Yudi menembahkan dorongan tindakan kejahatan tersebut karena faktor ekonomi yang lemah. Karena itu, pemerintah provinsi harus terus membuat terobosan bagi perempuan agar bisa mandiri dan kuat secara ekonomi lewat pelatihan-pelatihan khususnya bagi para korban kekerasan seksual agar bisa bangkit juga kembali di tengah masyarakat.
“Kami bersama eksekutif, DP3AKB dan instansi terkait lainnya terus mengawal pelaksanaan UU TPKS sampai benar-benar tuntas, salah satu caranya meningkatkan kembali kesejahteraan perempuan lewat pemberian pelatihan di balai-balai kerja,” tegas politikus Gerindra.

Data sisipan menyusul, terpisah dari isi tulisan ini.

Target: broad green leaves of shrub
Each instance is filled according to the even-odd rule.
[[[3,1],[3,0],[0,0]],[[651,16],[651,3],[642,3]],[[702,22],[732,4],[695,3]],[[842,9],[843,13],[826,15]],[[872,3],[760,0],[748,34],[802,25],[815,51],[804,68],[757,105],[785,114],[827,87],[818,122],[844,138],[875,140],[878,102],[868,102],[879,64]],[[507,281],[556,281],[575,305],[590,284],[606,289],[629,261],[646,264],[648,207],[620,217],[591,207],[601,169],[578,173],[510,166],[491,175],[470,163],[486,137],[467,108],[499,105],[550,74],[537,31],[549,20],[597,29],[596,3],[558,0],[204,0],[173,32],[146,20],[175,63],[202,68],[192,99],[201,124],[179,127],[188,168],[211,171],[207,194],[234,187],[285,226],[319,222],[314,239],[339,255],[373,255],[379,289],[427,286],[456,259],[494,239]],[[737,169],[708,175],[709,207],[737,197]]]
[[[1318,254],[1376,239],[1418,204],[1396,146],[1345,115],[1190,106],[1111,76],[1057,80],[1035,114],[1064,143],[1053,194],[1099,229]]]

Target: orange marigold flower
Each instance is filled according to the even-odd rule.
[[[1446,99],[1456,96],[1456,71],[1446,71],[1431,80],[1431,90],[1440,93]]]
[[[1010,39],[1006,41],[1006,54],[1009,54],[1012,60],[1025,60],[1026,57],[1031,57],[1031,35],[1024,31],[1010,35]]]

Sri Dewi Indrajati menyambut baik adanya UU TPKS. Menurutnya aturan tersebut bisa memberi ruang bagi para korban kekerasan seksual mendapatkan kembali haknya tanpa ada intervensi damai secara kekeluargaan. Menurut dia, dampak traumatis sangat membekas dan perlu adanya penangan secara berkelanjutan.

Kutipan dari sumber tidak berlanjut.